А когда Эмили отвернулась, его легкие раздулись, как воздушные шары, и он почувствовал, что отрывается от земли.
— Так нельзя, — сказал Крис после минутного молчания, удивленный, что вообще в состоянии пошевелить словно резиновыми губами.
«Я не стану об этот говорить, — подумал он. — Потому что если заикнусь, то это обязательно случится». Это не Эмили, бледная и прекрасная, сидит напротив него и говорит о самоубийстве. Ему снится кошмар. Он ждет, пока кошмар закончится.
Однако он слышал собственный высокий и чужой голос, который уже поверил в происходящее.
— Ты… Так нельзя, — с запинкой вымолвил он. — Нельзя просто покончить с собой, потому что выдался дерьмовый день.

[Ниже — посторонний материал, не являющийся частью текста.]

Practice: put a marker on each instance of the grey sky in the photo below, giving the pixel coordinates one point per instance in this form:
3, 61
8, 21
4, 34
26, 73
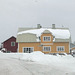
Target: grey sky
28, 13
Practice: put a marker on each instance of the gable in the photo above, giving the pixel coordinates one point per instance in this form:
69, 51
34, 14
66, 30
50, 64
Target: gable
27, 37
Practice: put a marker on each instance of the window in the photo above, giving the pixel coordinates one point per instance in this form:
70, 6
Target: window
46, 38
12, 43
46, 48
28, 49
60, 48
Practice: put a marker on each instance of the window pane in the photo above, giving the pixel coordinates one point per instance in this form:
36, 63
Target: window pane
46, 38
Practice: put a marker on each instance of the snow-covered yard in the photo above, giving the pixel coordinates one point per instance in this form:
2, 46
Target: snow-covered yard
36, 63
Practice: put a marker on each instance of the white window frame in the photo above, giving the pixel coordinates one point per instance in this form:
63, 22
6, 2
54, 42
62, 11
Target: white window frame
45, 50
12, 42
61, 47
28, 47
46, 40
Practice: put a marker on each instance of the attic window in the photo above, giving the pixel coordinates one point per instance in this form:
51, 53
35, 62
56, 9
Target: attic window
60, 48
46, 38
12, 43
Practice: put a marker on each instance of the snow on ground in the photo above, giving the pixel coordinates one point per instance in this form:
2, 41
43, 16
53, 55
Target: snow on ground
43, 64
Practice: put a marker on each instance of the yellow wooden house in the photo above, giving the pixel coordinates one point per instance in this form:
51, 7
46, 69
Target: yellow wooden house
46, 40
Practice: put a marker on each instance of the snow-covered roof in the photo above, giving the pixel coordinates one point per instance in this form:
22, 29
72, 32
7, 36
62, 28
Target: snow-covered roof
58, 33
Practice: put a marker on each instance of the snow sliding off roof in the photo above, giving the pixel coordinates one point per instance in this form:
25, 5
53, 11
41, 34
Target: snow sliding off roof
58, 33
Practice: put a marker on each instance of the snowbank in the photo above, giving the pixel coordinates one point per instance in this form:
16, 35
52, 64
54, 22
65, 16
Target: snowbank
64, 63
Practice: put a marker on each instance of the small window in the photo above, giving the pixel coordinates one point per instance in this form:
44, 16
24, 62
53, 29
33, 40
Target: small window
46, 48
12, 43
28, 49
46, 38
60, 48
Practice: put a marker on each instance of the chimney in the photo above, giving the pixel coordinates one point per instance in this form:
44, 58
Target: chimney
39, 26
53, 26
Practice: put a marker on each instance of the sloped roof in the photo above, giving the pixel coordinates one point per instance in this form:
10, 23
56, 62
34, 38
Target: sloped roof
58, 33
9, 38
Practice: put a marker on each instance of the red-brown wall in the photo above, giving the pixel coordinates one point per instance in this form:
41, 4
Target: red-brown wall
7, 45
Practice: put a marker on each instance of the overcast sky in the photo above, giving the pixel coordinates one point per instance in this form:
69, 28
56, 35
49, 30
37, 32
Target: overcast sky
29, 13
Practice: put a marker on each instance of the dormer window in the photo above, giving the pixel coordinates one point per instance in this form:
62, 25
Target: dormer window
12, 43
46, 38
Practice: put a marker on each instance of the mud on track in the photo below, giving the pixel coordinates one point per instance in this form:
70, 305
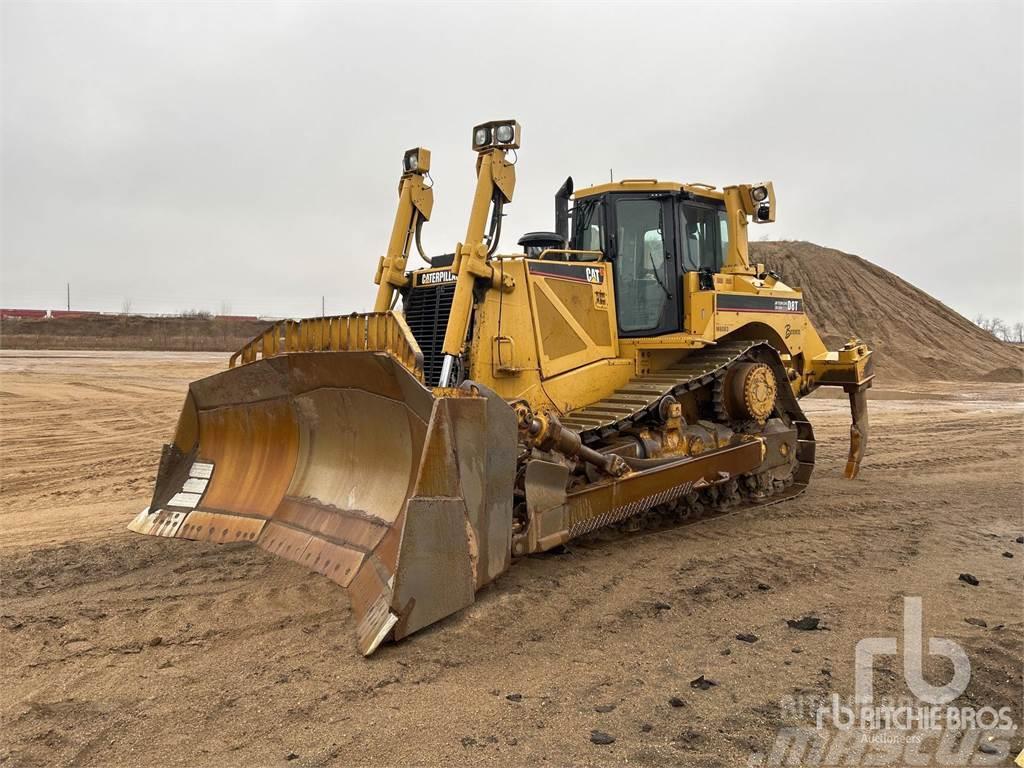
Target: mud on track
121, 649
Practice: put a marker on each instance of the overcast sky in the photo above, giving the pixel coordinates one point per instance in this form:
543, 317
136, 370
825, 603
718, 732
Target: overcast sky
246, 156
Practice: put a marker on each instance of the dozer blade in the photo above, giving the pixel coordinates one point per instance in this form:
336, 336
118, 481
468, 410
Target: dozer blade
858, 428
345, 463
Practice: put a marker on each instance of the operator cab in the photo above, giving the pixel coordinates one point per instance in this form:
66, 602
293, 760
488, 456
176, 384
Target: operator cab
652, 232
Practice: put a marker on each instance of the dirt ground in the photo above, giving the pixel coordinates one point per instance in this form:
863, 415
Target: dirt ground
121, 650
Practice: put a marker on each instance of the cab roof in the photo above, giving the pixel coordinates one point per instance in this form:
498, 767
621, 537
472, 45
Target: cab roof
650, 184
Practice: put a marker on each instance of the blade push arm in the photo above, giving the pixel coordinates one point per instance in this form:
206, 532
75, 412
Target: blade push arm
415, 203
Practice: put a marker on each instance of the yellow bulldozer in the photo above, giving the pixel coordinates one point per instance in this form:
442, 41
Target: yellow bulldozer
630, 369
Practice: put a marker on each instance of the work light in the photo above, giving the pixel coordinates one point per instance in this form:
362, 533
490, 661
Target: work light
416, 161
503, 134
481, 137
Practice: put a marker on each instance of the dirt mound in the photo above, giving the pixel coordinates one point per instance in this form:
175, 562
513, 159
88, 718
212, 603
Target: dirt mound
1005, 375
914, 335
130, 332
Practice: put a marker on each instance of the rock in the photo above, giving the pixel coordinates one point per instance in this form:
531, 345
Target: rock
805, 624
702, 683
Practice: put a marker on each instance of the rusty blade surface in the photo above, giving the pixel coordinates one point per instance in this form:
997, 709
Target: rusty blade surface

Нельзя принимать подобные решения вот так, с кондачка.
— Ничего не с кондачка, — спокойно ответила Эмили. — И дело не в плохом настроении. — Она улыбнулась. — Как приятно говорить об этом. Совсем нестрашно думать об этом, когда произносишь все вслух.
Крис вздрогнул и распахнул дверцу машины.
— Я пойду поговорю с твоими родителями.
— Нет! — воскликнула Эмили. В ее голосе послышался такой ужас, что Крис остановился. — Пожалуйста, не надо! — прошептала она. — Они не поймут.
— Я тоже не понимаю, — горячо запротестовал он.
— Но ты меня выслушаешь, — ответила она, и впервые за пять минут хоть один довод показался Крису разумным.
Конечно, он выслушает. Ради нее он готов на все. А ее родители… Да, она права. В семнадцать лет даже крошечные неприятности приобретают размеры слона, мысли могут дать самые невероятные всходы на плодородной почве разума, поэтому иметь рядом с собой человека, который принимает тебя таким, какой ты есть, — так же важно, как дышать. Взрослые, уже давно забывшие, как были детьми, закатят глаза, усмехнутся и скажут: «Все пройдет». Как будто подростковый возраст — болезнь сродни ветрянке. О нем все вспоминают как о досадной неприятности, но совершенно забывают, насколько болезненно переживали его в свое время.